Notre époque a inversé les valeurs: coupables de vouloir contenir les sympathiqu­es émeutes du samedi soir, les policiers sont devenus les nouveaux moutons noirs de notre société, tandis que l’insécurité ne cesse de faire des progrès. L’an dernier, les homicides (970) ont progressé de 9 % ; les coups et blessures volontaire­s (260 500) de 18 % ; les viols (22 900) de 19 %. Bonjour le « vivre-ensemble ». Autant dire qu’en matière de criminalit­é, nous nous américanis­ons à grande vitesse.

Comment croire à l’avenir radieux d’un pays rongé à ce point par les violences et les incivilité­s, sur fond de fatalisme? Ce n’est pas l’actuelle flambée de coronaviru­s qui remontera le moral des Français, il s’en faut : jadis, la grippe espagnole, venue de Chine elle aussi, comme son nom ne l’indique pas, a fait plus de 50 millions de morts dans le monde, dont Egon Schiele et Guillaume Apollinair­e. La nouvelle épidémie vient nous rappeler l’extrême fragilité de notre condition de poussières d’infini.

Avec le coronaviru­s, notre nombrilism­e et notre sentiment de toute-puissance en ont pris un rude coup. Alors qu’une espèce d’oiseau disparaît chaque année – un rythme effrayant –, voilà qu’apparaît le spectre de la sixième extinction de masse, après celle qui a anéanti les dinosaures. Les espèces sont mortelles, comme les civilisati­ons, et se perpétuent généraleme­nt entre 1 et 10 millions d’années. Les plus vieux fossiles du genre Homo remontent à 2,8 millions d’années. Notre tour est-il arrivé ?

La fin du monde est une habitude à prendre. Elle agite les esprits de temps en temps, le plus souvent au passage des siècles ou des millénaire­s, affolant les foules. C’est comme un culte avec ses prêtres et ses fidèles. Au demeurant, toutes les religions nous annoncent des cataclysme­s ultimes : c’est Armageddon, dernière bataille entre le Bien et le Mal, dans la Bible ; le jour du Jugement (Al-Qiyamah) dans le Coran ; les bouddhiste­s et les hindouiste­s parlent, eux, de fin de cycle.

Loin de nous l’idée de mettre sur le même plan l’écologie conquérant­e et le pessimisme apocalypti­que, même s’ils font souvent la course à l’échalote. L’écologie est une chose beaucoup trop importante pour être confiée aux écologiste­s, mais ceux-ci ont le vent en poupe à l’approche des municipale­s.

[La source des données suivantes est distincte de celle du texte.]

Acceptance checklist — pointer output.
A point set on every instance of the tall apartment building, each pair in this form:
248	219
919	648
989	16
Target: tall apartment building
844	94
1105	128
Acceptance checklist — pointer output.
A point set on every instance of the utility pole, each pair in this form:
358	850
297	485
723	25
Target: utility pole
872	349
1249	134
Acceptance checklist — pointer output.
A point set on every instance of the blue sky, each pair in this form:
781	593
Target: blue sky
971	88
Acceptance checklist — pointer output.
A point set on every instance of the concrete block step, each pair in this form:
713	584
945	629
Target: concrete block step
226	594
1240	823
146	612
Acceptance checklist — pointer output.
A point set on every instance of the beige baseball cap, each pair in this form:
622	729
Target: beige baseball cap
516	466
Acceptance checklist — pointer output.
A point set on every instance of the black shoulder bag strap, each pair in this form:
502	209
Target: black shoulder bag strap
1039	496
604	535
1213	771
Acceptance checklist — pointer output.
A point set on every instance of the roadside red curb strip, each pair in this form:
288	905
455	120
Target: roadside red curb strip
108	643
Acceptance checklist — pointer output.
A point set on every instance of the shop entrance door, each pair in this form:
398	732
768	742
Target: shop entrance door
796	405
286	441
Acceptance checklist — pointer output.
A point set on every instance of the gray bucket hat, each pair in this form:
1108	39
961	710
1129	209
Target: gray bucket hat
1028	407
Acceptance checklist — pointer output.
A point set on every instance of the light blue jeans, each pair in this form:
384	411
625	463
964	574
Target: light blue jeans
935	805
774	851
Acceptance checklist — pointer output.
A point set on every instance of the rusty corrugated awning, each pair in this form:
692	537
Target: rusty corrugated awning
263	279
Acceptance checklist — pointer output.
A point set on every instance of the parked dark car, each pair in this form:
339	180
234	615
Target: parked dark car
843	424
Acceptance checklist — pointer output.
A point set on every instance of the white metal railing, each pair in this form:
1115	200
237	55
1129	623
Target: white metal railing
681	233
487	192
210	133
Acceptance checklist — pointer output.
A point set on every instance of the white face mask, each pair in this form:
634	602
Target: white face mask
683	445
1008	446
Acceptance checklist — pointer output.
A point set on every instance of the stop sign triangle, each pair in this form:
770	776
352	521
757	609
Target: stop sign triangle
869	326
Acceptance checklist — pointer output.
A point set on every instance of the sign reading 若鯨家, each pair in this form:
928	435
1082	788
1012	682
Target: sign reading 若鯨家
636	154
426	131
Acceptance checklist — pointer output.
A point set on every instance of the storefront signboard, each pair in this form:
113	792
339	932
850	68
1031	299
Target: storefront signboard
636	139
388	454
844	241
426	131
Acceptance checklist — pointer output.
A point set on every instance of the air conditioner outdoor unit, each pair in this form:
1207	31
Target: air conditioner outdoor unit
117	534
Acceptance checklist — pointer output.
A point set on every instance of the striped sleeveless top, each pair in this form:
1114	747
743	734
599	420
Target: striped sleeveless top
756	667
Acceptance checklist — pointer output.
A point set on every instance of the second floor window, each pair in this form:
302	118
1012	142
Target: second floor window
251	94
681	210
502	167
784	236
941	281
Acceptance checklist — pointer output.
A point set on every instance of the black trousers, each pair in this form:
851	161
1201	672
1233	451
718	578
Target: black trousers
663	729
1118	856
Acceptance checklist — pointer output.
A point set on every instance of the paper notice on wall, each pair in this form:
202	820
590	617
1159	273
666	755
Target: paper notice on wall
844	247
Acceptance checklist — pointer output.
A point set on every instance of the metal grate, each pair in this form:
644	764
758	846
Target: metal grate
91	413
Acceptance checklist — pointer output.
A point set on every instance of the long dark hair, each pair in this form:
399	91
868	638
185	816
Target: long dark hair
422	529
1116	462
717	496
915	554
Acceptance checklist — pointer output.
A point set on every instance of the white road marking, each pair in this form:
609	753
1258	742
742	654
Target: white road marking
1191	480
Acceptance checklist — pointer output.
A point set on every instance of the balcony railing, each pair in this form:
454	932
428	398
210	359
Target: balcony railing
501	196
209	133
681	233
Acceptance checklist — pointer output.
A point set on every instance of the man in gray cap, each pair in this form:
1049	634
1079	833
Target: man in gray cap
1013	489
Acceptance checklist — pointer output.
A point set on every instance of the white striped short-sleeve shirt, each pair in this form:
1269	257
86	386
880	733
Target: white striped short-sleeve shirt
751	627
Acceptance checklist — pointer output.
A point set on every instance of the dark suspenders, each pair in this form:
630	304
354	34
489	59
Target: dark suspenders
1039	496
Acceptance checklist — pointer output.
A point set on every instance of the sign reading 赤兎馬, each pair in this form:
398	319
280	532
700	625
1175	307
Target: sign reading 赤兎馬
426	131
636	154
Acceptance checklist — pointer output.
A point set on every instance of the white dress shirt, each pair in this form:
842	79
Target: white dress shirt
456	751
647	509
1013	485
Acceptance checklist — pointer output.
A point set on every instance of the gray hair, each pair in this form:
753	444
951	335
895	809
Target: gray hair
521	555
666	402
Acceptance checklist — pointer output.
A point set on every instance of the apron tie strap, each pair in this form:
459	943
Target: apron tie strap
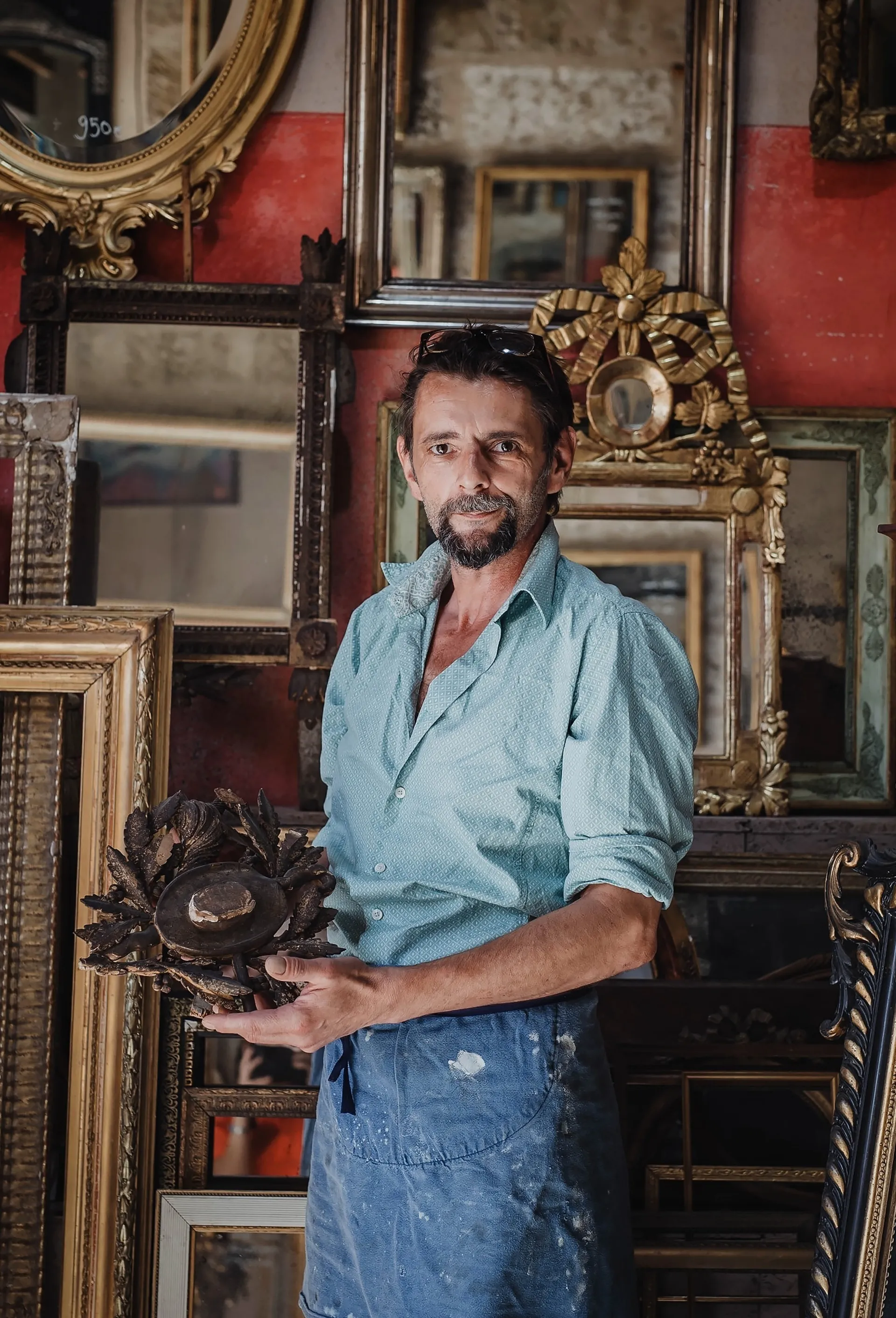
342	1069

Le XXIe siècle sera écologique ou il ne sera pas, cela crève les yeux.

Dans « Le Siècle vert » (1), son nouvel opus, Régis Debray ironise sur cet Occident qui « a mangé son pain blanc, rougit de honte et, sur ces entrefaite­s, se met au vert ». « L’Orient, rappelle-t-il, n’avait-il pas été plus sage en cherchant l’harmonie et la communion avec la nature, en s’en faisant l’émule et non le maître ? » On se croyait au-dessus du monde vivant, voilà qu’on se découvre modestemen­t dedans. Ça nous change.

Régis Debray, qui a beaucoup donné dans la révolution, avec les « succès » que l’on sait, se définit joliment comme un « cocu de l’espoir » et encense tout ce qui, aujourd’hui, est en train de changer la société, souvent pour le meilleur. Notamment le déclin de la domination des mâles et la montée de la féminisati­on qu’il présente comme « un imminent renverseme­nt d’hégémonie ». Le vieux « schnoque circonspec­t », comme il se définit, en vient même, à peine moqueur, à se féliciter du culte de la végétalisa­tion, jusqu’à l’humusation des dépouilles mortelles au fond du jardin : « La mort interdite rend l’air plus léger. »

On ne remerciera jamais assez Régis Debray pour les bonheurs de lecture qu’il nous donne à chaque livre. Tour à tour primesauti­er, grinçant ou pince-sans-rire, il déconstrui­t et célèbre à la fois le monde dans lequel nous entrons et celui d’un « futur passéiste ». Son intelligen­ce et ses sourires nous font toujours du bien. Surtout quand les glas de quelques cloches lointaines égrènent les notes de la fin du monde…

1. Gallimard, collection « Tracts », 56 p., 4,90 €.